Numbers were rounded off

   Nowadays, our culture obliges us to be precise. If several friends are going to take a flight, they have to be there at 4:20 P. M.. In past centuries it was not like this, if several friends got together to take a trip on horseback, they had to be at the starting point either mid-morning or after lunch.

   With the same reason, when a census is done today, numbers are exact, but the custom in that time was to round out numbers. For example, if they counted 3,218 persons, they wrote 3,200 and if 3,288 were counted, it was 3,300.

   In the following passage, we see proof of this. In Numbers 3:22 it says that the descendants of Gerson were 7,500. In 28, it says that the ones from Coath were 8,600; and in 34 it says that the ones from Merari were 6,200. It is too coincidental that all three would end in two zeros. It is a possibility of three hundred to one that they would all end in zeros. Let’s see.

 

Those that were numbered of them, according to the number of all the males, from a month old and upward, even those that were numbered of them were seven thousand and five hundred.”     (Numbers 3:22)

 

In the number of all the males, from a month old and upward, were eight thousand and six hundred, keeping the charge of the sanctuary.”                 (Numbers 3:28)

 

And those that were numbered of them, according to the number of all the males, from a month old and upward, were six thousand and two hundred.”
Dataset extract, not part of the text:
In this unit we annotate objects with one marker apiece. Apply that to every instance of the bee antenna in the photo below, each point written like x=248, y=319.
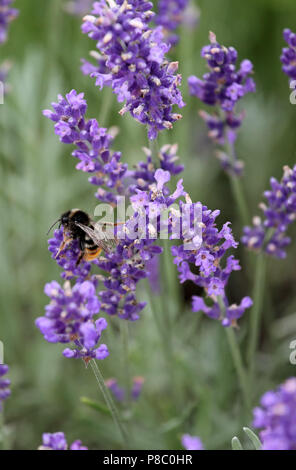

                                          (Numbers 3:34)

 

All that were numbered of the Levites, which Moses and Aaron numbered at the commandment of the LORD, throughout their families, all the males from a month old and upward, were twenty and two thousand.”                        (Numbers 3:39)

 

   It is not only this that I just said what shows that this was the custom, but in verse 39, where it says that all the ones that had been counted among the Levites were 22,000. The sum of 7,500 + 8,600 + 6,200 = 22,300 and not 22,000. This indicates to us that the amount was rounded off by subtracting the 300. When there were other cases, however that have the need to better exactitude due to the circumstances, the count was exact as in the case of Ezra and Nehemiah, when they made a census of the nation that returned from Babylon.